Galloping Search

I recently learned about an algorithm called Galloping Search. It’s used to search sorted items when the upper bound is unknown. It’s like binary search but without the ‘high’ value. In this short post, I’ll explain my problem and how I solved it.

I am building a distributed log over S3. In a bucket or directory, I continuously add files named with sequential integers:

The writer keeps a counter in memory. On each insert request, the writer increments the counter, assigning a unique sequential number to the new object. There are no gaps. If the machine crashes, I need a way to locate the last inserted object—the one with the highest number.

S3’s limitations make this challenging:

• S3 has no API to fetch the last inserted item.
• The LIST API doesn’t support sorting; it always returns results in lexicographical order.
• I don’t want to scan the entire bucket of hundreds of thousands of items because the S3 LIST API is expensive (it costs the same as a PUT!).

Solution

Here’s what I came up with: I search for objects at exponential intervals (1,000th, 10k, 50k, 100k) in parallel. When I find a gap (e.g., 100k missing but 50k exists), I binary search that range (e.g., 60k, 75k, 90k) until I narrow it to a manageable gap (5–10k objects). Then I use S3’s LIST API to fetch objects from that point.

Turns out this is called Exponential Search (or Galloping Search):

Exponential search allows for searching through a sorted, unbounded list for a specified input value (the search “key”).

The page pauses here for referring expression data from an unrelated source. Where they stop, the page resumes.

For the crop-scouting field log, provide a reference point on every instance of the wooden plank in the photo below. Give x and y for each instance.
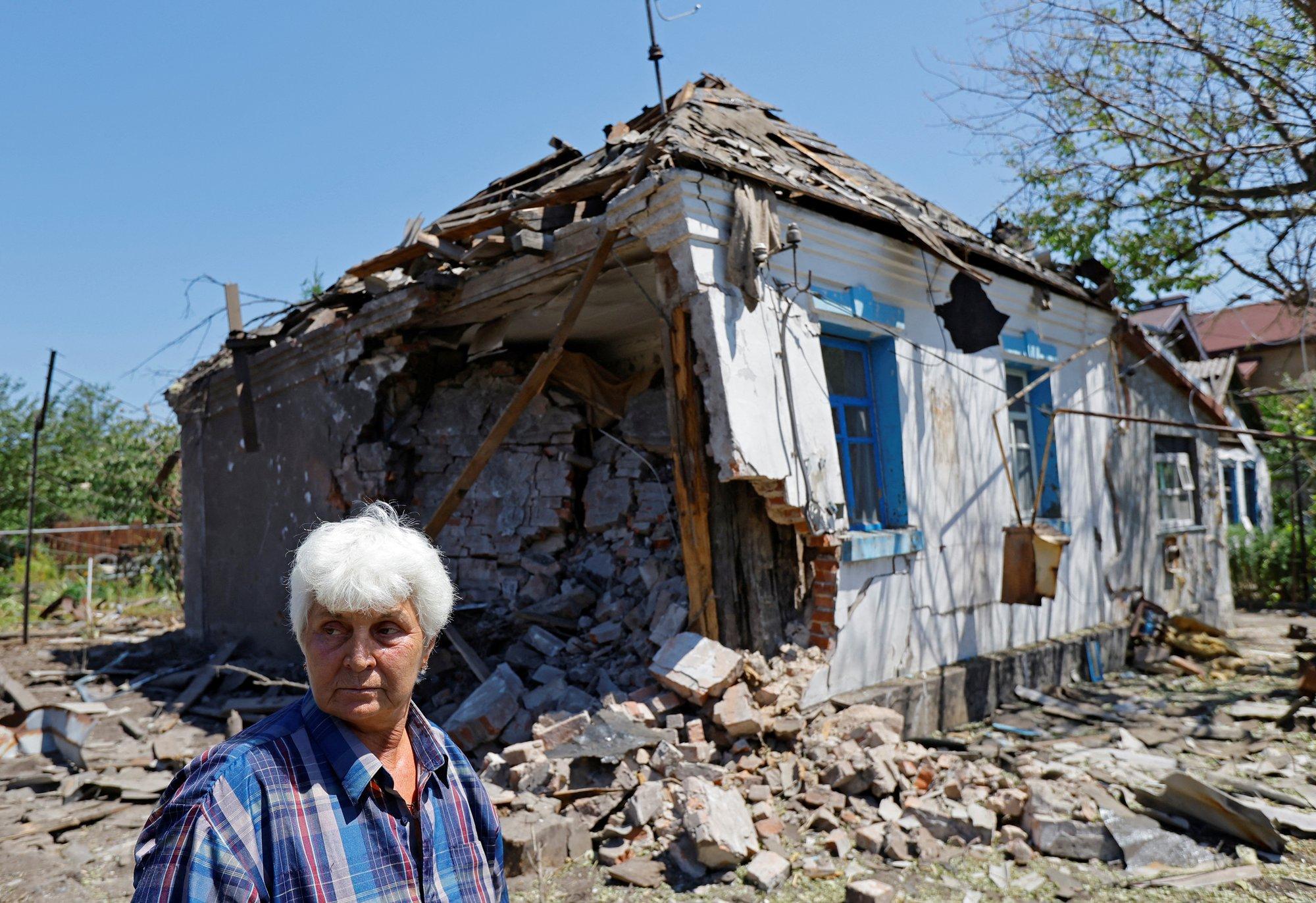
(194, 690)
(20, 694)
(64, 823)
(473, 659)
(685, 418)
(540, 373)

The algorithm consists of two stages. The first stage determines a range in which the search key would reside if it were in the list. In the second stage, a binary search is performed on this range.

When I posted this online, there were lots of questions, and many people offered alternative solutions to find the largest number:

• The most common (and boring) answer was to keep a counter in a local file or SQLite database. This doesn’t work because it’s not helpful if my machine crashes and I need to recover from S3.
• Use DynamoDB, Redis, or another database: This works but also kinda sucks because I don’t want to add another dependency to my library. It’s better if everything is self-contained in S3.
• Store a counter in S3 and update it at every write: This adds write amplification, and S3 PUT costs are expensive. I’d essentially pay twice for each write!
• Use ULID/UUID/Timestamps: This doesn’t work because I would lose point lookups. I want numbers to be sequential.

Alternate Solutions

• Inverse Sequencing: Store a counter starting from the maximum value (u64::max) and decrement it with each insert. The S3 LIST API is lexicographical, so you always get the last inserted filename with a single list call. I am split on this solution as I find it cognitively taxing.

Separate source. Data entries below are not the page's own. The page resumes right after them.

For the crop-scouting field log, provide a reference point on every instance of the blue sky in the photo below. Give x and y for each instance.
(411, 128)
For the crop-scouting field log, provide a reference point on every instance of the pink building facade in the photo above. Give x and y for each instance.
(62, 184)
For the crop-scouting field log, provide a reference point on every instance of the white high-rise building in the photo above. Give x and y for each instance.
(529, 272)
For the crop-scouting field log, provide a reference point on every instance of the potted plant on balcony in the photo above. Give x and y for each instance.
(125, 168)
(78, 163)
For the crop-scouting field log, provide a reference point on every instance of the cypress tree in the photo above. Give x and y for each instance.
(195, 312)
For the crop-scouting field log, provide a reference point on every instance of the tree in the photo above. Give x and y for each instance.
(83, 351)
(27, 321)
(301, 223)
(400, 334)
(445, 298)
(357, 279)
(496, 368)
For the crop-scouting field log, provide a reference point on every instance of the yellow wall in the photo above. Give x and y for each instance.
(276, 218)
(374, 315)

• Partitioning and Hierarchical Search: Store objects with partitioning using a delimiter like 000/042/001. When you partition, the LIST API returns only the top hierarchy results (if you pass the delimiter / in the search request). For 100,000,000 (100M) files, it only takes 3 requests to find the largest number since the LIST API can return up to 1,000 items. For comparison, it is 50+ calls even when I use Galloping Search.

What I’m Doing

1. At every 10k or 50k writes, I write the current count in a file called .metadata. This reduces both cost and write amplification. I call this the checkpointing operation.
2. While searching, I start from the counter in the .metadata file. Then I perform the Galloping Search. Even if the metadata file doesn’t exist, the approach still works.

After checkpointing, gaps may exist in the files preceding the last checkpointed number, but this does not impact its effectiveness. For now, I’m happy with the approach, though I may move to checkpointing + partitioning in the future.

1. Thanks to folks @0xriggler and @JustinWaugh on X (formerly known as Twitter) for telling me about partitioning search.
2. The s3-log project is open source.
3. I use S3’s conditional write to “append” and add a new object with the next sequence number.
4. Having gaps in the log can be catastrophic. A writer may add a new object at the gap and return success to the client 💀